The envoy urged the Yemeni government to “take confidence-building measures to address the grievances of the southerners” and thus provide an environment that could foster talks.
The national dialogue conference, originally scheduled to take place in mid-November, has been delayed after factions in the Southern Movement, which has campaigned for autonomy or outright secession for the formerly independent south, refused to join the talks.
After North and South Yemen unified in 1990, the south broke away in 1994. The move sparked a short-lived civil war that ended with the region being overrun by northern troops.
Benomar met with Southern Movement leaders in Cairo recently to prod them to participate in the national dialogue. And UN Secretary-General Ban Ki-moon visited Sanaa last month promising technical and logistical help from the world body.
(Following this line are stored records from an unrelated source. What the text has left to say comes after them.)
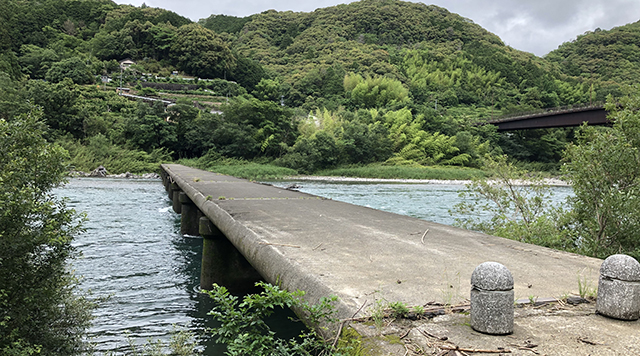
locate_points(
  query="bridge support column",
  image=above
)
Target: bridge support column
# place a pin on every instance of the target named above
(222, 263)
(190, 215)
(174, 195)
(163, 176)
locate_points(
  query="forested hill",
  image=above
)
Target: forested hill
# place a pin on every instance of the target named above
(612, 56)
(388, 38)
(387, 81)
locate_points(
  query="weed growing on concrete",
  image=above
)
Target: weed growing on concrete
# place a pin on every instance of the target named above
(377, 313)
(451, 290)
(585, 288)
(398, 309)
(245, 332)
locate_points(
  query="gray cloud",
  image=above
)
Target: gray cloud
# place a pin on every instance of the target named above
(536, 26)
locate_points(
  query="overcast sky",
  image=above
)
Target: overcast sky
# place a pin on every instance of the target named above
(537, 26)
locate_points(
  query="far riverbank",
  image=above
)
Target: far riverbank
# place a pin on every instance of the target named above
(548, 181)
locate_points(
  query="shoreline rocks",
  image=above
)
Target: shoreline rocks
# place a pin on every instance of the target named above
(101, 172)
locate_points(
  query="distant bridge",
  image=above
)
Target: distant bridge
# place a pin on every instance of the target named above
(564, 117)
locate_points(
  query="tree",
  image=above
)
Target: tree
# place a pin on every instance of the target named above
(40, 310)
(604, 169)
(199, 51)
(517, 203)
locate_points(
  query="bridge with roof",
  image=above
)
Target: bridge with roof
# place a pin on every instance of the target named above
(552, 118)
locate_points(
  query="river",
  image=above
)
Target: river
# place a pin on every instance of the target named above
(132, 251)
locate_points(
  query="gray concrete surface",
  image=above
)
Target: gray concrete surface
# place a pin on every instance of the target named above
(363, 256)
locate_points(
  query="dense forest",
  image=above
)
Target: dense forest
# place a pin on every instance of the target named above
(371, 82)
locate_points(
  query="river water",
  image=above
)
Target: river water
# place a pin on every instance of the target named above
(134, 253)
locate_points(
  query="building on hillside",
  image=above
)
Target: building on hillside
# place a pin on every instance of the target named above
(126, 63)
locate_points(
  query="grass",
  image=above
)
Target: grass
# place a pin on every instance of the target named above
(266, 171)
(405, 172)
(241, 169)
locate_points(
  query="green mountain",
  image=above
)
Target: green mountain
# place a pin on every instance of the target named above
(602, 56)
(371, 81)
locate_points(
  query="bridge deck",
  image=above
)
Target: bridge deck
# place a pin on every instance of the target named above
(326, 247)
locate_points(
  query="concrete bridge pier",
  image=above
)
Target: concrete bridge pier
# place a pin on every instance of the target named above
(222, 263)
(175, 198)
(190, 215)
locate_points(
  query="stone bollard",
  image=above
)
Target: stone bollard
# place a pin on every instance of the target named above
(619, 288)
(492, 299)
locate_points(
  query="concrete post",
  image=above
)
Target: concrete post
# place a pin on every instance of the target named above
(619, 288)
(222, 263)
(175, 197)
(190, 215)
(492, 299)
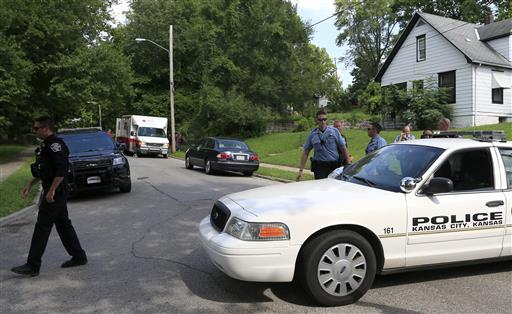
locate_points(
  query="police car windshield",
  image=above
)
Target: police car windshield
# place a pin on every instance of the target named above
(232, 144)
(385, 168)
(152, 132)
(78, 143)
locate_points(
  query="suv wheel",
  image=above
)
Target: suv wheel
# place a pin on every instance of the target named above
(126, 187)
(337, 267)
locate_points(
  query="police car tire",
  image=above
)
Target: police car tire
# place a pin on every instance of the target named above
(314, 250)
(126, 187)
(188, 164)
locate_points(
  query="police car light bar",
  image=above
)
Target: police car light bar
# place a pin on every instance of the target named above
(483, 136)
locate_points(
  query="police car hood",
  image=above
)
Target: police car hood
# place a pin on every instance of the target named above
(282, 200)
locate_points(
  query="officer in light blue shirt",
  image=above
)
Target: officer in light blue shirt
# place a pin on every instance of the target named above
(327, 144)
(405, 135)
(376, 141)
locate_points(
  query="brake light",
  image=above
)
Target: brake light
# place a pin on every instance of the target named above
(224, 156)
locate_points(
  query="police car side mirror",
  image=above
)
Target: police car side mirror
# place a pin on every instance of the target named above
(437, 185)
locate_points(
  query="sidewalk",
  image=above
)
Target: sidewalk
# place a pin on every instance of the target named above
(7, 168)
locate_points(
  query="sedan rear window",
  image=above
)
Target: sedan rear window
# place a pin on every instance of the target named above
(232, 144)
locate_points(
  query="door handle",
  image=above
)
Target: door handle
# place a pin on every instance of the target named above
(494, 203)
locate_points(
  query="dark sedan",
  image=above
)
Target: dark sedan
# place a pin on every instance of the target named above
(222, 154)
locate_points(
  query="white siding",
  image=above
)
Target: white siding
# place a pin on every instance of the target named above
(485, 110)
(503, 46)
(441, 56)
“The road towards fresh elections may seem long and difficult,” Benomar said.
And despite progress made toward normalization, the envoy noted that integrating military and security forces under a single command will remain a “formidable task” and a “serious challenge.”
During the Security Council debate, several Western ambassadors also joined Benomar’s calls for talks to begin soon.
“There is a genuine risk of the government not being prepared in time” for elections expected in 2014, British envoy Mark Lyall Grant said in calling for the national dialogue to begin this year and include both women and all political parties.
“We see negative actions from certain individual, spoilers who wish to derail the political transition,” he added.
Yemenis must hold the national dialogue based on the Gulf and UN-brokered power transfer deal in which President Abdrabuh Mansur Hadi replaced Saleh.
The talks are intended to result in a new constitution and prepare for legislative and presidential elections at the end of Hadi’s two-year interim period in February 2014.